Jul 29 2019 | 05:35 AM

There will not be powerboat racing on the New Jersey side of Greenwood Lake this year because of the current harmful algal bloom, the organization posted on its Facebook page Saturday.
“Due to circumstances that are beyond our control the Greenwood Lake Powerboat races will unfortunately be canceled for 2019,” the post on the Greenwood Lake Powerboat races Facebook page said. “An elevated algae count has caused the New Jersey Department of Environmental Protection to close the southern end of the lake to all swimming.”
The DEP placed an advisory on the New Jersey side of the 7-mile, bi-state lake on July 16 after cyanobacteria levels reached over 20,000 cells per milliliter.
The warning advises residents not to come into contact with the water on that side of the lake until the levels go below the 20,000 threshold, according to DEP officials.
Swimming is prohibited on three beaches on the southern end of the lake, officials said.
The New York side of the lake, however, remains open to all activities.
During a presentation in front of the Greenwood Lake Commission last week at the West Milford Municipal Building, DEP officials said the cyanobacteria above the 20,000 level can produce toxins that could make people and animals ill, depending on the individual’s sensitivity.
Symptoms can range from a simple rash to vomiting or kidney and liver issues if the water is ingested.
Residents are also advised to not have pets come into contact with, or drink, the water.
The races, which were scheduled for Aug. 24-25 on the southern end of the lake by Brown’s Point, were called off because the sponsoring organization could not get liability insurance due to the advisory and bloom.

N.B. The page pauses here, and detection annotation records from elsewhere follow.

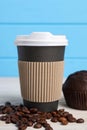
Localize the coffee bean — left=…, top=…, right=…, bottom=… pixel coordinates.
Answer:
left=46, top=113, right=52, bottom=119
left=63, top=112, right=69, bottom=117
left=61, top=120, right=68, bottom=125
left=27, top=121, right=33, bottom=126
left=5, top=101, right=11, bottom=106
left=43, top=123, right=50, bottom=128
left=0, top=102, right=84, bottom=130
left=67, top=116, right=76, bottom=122
left=30, top=108, right=38, bottom=114
left=45, top=126, right=53, bottom=130
left=58, top=117, right=67, bottom=122
left=18, top=124, right=27, bottom=130
left=51, top=117, right=58, bottom=122
left=76, top=118, right=84, bottom=123
left=34, top=123, right=42, bottom=129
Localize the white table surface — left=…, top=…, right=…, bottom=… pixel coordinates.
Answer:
left=0, top=78, right=87, bottom=130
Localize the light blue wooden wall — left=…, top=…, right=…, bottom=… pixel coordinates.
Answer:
left=0, top=0, right=87, bottom=77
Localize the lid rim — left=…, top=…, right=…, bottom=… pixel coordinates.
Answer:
left=15, top=32, right=68, bottom=46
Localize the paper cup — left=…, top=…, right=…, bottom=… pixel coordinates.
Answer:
left=15, top=32, right=67, bottom=112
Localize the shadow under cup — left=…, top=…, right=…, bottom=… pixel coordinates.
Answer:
left=17, top=46, right=65, bottom=112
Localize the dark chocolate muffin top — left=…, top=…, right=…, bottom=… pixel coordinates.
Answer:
left=63, top=70, right=87, bottom=92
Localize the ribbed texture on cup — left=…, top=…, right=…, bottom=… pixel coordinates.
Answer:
left=18, top=61, right=64, bottom=102
left=64, top=91, right=87, bottom=110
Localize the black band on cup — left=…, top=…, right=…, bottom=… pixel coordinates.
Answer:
left=23, top=99, right=58, bottom=112
left=17, top=46, right=65, bottom=62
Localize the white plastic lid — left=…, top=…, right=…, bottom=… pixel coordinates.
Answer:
left=15, top=32, right=68, bottom=46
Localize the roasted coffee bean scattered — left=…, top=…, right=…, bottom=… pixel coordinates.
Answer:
left=76, top=118, right=84, bottom=123
left=0, top=102, right=84, bottom=130
left=34, top=123, right=42, bottom=129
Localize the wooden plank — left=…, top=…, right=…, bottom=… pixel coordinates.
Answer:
left=0, top=25, right=87, bottom=58
left=0, top=0, right=87, bottom=23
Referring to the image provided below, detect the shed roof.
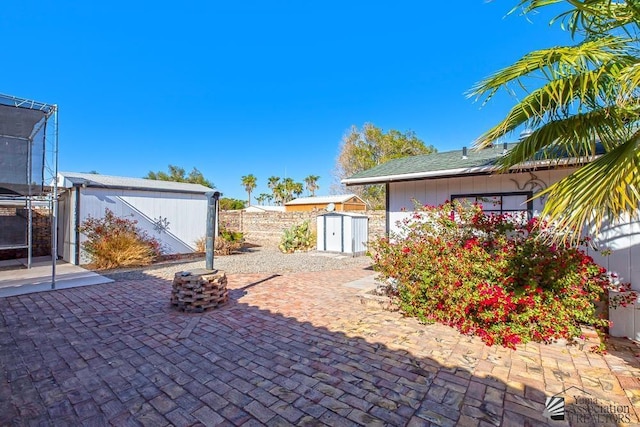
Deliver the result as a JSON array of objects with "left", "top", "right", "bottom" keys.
[
  {"left": 285, "top": 194, "right": 364, "bottom": 206},
  {"left": 342, "top": 143, "right": 604, "bottom": 185},
  {"left": 58, "top": 172, "right": 212, "bottom": 194}
]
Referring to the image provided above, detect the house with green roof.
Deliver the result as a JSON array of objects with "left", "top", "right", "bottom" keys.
[{"left": 342, "top": 144, "right": 640, "bottom": 339}]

“Our rescue crews could get wet in a situation for emergency response and frequently contestants get splashed during the actual racing. In addition, we have volunteers assisting on the water such as tow boats, Coast Guard Auxiliary and turn judging that could also come in contact (with the water), the post said. “This bacteria is reported to potentially cause skin rashes, sickness or worse, and our insurance is not prepared to take on the added liability.
The organization said racing will be back next year.